Por isso a importância de programas preventivos ou de compliance para trabalhar a evitação de comportamentos como esses envolvendo funcionários públicos e pessoas físicas ou jurídicas, para evitar que haja a troca de ofertas e vantagens em prejuízo da Administração Pública.
II – Lavagem de Dinheiro
A Lei nº 9.613 de 1998 descreve o crime de “lavagem” ou ocultação de bens, muito conhecido como lavagem de dinheiro, que consiste no ato de ocultar ou dissimular a origem ilícita de bens ou valores que sejam frutos de crimes.
A expressão “lavagem de dinheiro” surgiu, pois o dinheiro adquirido de forma ilícita é “sujo”, e necessita ter uma aparência de legalidade; ou seja, precisa ser “lavado” (ocultado e transmutado) para parecer “limpo” (lícito).
Outros exemplos desse tipo de crime são: dinheiro obtido com a venda de drogas ilícitas é colocado em sociedade empresarial e torna-se rendimentos de investimentos ou pró-labores, e, também, a compra, com dinheiro ilícito, de obras de arte ou produtos de luxos para revendê-los em seguida, para dar a aparência de um operação comercial legal.
A pena prevista é de 3 até 10 anos de reclusão e multa.
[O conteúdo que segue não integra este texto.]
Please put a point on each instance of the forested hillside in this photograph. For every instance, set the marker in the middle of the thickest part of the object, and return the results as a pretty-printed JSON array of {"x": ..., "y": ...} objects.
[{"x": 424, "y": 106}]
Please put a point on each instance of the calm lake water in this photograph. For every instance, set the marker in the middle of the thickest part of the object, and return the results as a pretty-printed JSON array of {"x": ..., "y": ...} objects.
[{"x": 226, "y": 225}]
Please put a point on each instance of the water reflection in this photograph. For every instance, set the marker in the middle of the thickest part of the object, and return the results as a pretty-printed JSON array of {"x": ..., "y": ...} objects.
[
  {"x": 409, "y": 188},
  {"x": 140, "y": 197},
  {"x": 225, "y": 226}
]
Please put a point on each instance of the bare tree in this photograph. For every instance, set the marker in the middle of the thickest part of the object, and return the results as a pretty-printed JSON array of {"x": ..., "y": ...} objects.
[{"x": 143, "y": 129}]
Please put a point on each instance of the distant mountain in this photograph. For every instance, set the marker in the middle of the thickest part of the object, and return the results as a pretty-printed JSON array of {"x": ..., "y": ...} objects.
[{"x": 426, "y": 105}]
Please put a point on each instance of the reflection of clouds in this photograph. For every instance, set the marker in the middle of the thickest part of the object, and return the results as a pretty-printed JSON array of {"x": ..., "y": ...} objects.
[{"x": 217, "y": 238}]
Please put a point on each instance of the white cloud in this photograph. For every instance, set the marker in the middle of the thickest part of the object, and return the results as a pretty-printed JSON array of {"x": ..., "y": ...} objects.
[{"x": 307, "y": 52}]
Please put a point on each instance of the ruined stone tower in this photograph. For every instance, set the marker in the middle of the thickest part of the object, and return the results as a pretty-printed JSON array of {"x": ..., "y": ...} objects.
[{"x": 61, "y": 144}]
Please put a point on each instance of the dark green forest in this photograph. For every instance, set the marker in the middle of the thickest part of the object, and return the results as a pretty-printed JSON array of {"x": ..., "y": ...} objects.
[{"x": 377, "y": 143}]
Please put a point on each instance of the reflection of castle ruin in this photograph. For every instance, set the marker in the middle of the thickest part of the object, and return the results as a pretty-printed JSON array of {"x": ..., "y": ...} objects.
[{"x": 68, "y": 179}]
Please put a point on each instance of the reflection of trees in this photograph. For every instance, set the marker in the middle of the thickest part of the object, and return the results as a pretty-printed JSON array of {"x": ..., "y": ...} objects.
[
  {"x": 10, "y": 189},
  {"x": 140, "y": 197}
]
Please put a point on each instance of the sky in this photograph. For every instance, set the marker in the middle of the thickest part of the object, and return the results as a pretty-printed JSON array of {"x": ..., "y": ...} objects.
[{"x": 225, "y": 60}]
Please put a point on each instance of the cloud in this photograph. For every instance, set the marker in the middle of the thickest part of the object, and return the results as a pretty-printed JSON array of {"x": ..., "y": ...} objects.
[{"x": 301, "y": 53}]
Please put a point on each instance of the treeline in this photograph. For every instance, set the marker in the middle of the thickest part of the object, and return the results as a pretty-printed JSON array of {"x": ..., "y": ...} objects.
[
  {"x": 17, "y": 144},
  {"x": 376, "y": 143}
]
A Lei prevê penas maiores para os casos nos quais o crime ocorra de forma reiterada ou por intermédio de organização criminosa.
Se o acusado colaborar espontaneamente, prestando esclarecimentos que conduzam à apuração das infrações penais, à identificação de outros participantes, ou à localização dos bens ou valores, poderá ser beneficiado com redução de até 2/3 da pena, regime prisional mais brando, não aplicação da pena, ou substituição por penas alternativas.
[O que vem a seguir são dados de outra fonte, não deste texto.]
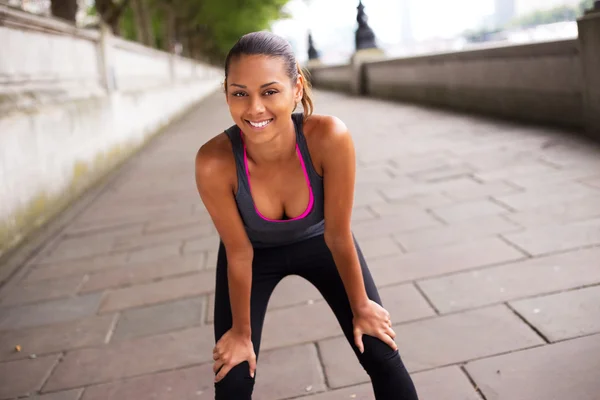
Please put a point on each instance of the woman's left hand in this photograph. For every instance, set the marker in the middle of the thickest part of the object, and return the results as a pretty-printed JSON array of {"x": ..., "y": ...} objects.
[{"x": 373, "y": 320}]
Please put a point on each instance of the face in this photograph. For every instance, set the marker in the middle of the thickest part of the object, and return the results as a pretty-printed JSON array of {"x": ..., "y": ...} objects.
[{"x": 261, "y": 96}]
Nos termos da legislação aplicável, tem-se verbis:
“Lei nº 9.613, de 3 de março de 1998.
Dos Crimes de “Lavagem” ou Ocultação de Bens, Direitos e Valores
Art. 1o Ocultar ou dissimular a natureza, origem, localização, disposição, movimentação ou propriedade de bens, direitos ou valores provenientes, direta ou indiretamente, de infração penal. (Redação dada pela Lei nº 12.683, de 2012)
Pena: reclusão, de 3 (três) a 10 (dez) anos, e multa. (Redação dada pela Lei nº 12.683, de 2012)
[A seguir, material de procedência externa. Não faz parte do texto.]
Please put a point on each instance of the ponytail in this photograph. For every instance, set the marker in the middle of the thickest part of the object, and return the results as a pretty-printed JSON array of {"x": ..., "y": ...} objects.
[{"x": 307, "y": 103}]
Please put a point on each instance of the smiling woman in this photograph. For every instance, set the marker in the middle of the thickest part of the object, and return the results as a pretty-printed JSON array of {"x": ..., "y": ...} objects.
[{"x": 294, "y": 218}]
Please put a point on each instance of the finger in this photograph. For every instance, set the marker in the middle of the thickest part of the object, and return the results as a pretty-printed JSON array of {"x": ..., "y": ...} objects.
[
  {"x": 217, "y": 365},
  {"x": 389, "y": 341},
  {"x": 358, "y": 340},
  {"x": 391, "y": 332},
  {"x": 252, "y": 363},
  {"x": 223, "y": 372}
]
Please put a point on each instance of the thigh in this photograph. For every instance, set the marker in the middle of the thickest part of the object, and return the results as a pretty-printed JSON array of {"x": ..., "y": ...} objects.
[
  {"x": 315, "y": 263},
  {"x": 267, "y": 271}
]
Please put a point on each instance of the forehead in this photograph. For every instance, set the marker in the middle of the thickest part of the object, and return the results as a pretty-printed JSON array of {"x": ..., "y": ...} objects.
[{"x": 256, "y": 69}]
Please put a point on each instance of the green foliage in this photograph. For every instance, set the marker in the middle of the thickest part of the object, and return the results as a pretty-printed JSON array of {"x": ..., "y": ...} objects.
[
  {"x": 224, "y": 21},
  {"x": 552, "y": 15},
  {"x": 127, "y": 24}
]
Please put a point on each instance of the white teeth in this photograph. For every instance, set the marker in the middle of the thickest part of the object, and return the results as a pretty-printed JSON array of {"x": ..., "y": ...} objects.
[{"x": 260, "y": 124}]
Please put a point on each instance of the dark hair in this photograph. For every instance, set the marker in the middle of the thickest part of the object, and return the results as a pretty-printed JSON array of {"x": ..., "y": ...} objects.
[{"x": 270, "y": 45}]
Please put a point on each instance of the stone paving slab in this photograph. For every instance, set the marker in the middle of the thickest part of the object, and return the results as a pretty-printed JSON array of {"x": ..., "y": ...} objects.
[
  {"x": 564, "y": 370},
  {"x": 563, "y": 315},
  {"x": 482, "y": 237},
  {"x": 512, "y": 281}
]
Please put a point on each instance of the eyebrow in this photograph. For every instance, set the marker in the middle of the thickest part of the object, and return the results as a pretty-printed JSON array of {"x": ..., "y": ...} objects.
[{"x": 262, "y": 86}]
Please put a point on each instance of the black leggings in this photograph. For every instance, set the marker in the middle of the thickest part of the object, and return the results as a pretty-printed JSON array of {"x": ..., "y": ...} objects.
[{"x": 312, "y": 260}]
Parágrafo 1o Incorre na mesma pena quem, para ocultar ou dissimular a utilização de bens, direitos ou valores provenientes de infração penal: (Redação dada pela Lei nº 12.683, de 2012)
I – os converte em ativos lícitos;
II – os adquire, recebe, troca, negocia, dá ou recebe em garantia, guarda, tem em depósito, movimenta ou transfere;
III – importa ou exporta bens com valores não correspondentes aos verdadeiros.
Parágrafo 2o Incorre, ainda, na mesma pena quem: (Redação dada pela Lei nº 12.683, de 2012)
I – utiliza, na atividade econômica ou financeira, bens, direitos ou valores provenientes de infração penal; (Redação dada pela Lei nº 12.683, de 2012)
II – participa de grupo, associação ou escritório tendo conhecimento de que sua atividade principal ou secundária é dirigida à prática de crimes previstos nesta Lei.
3º A tentativa é punida nos termos do parágrafo único do art. 14 do Código Penal.
4o A pena será aumentada de um a dois terços, se os crimes definidos nesta Lei forem cometidos de forma reiterada ou por intermédio de organização criminosa. (Redação dada pela Lei nº 12.683, de 2012)
5o A pena poderá ser reduzida de um a dois terços e ser cumprida em regime aberto ou semiaberto, facultando-se ao juiz deixar de aplicá-la ou substituí-la, a qualquer tempo, por pena restritiva de direitos, se o autor, coautor ou partícipe colaborar espontaneamente com as autoridades, prestando esclarecimentos que conduzam à apuração das infrações penais, à identificação dos autores, coautores e partícipes, ou à localização dos bens, direitos ou valores objeto do crime. (Redação dada pela Lei nº 12.683, de 2012).”
No âmbito da Administração Pública, quaisquer valores obtidos ilicitamente e recolocados no mercado por meio de terceiros ou “laranjas” pode, mediante comprovação do “follow the money” (rastro do dinheiro), gerar imputações de lavagem de dinheiro, razão pela qual o dever do funcionário público e daquele que contrata com a Administração Pública é de, cada vez mais, possuir Controles Internos com rigores até mesmo maiores na transparência e eticidade no uso de seus proventos, sob pena de riscos reputacionais quase irreparáveis.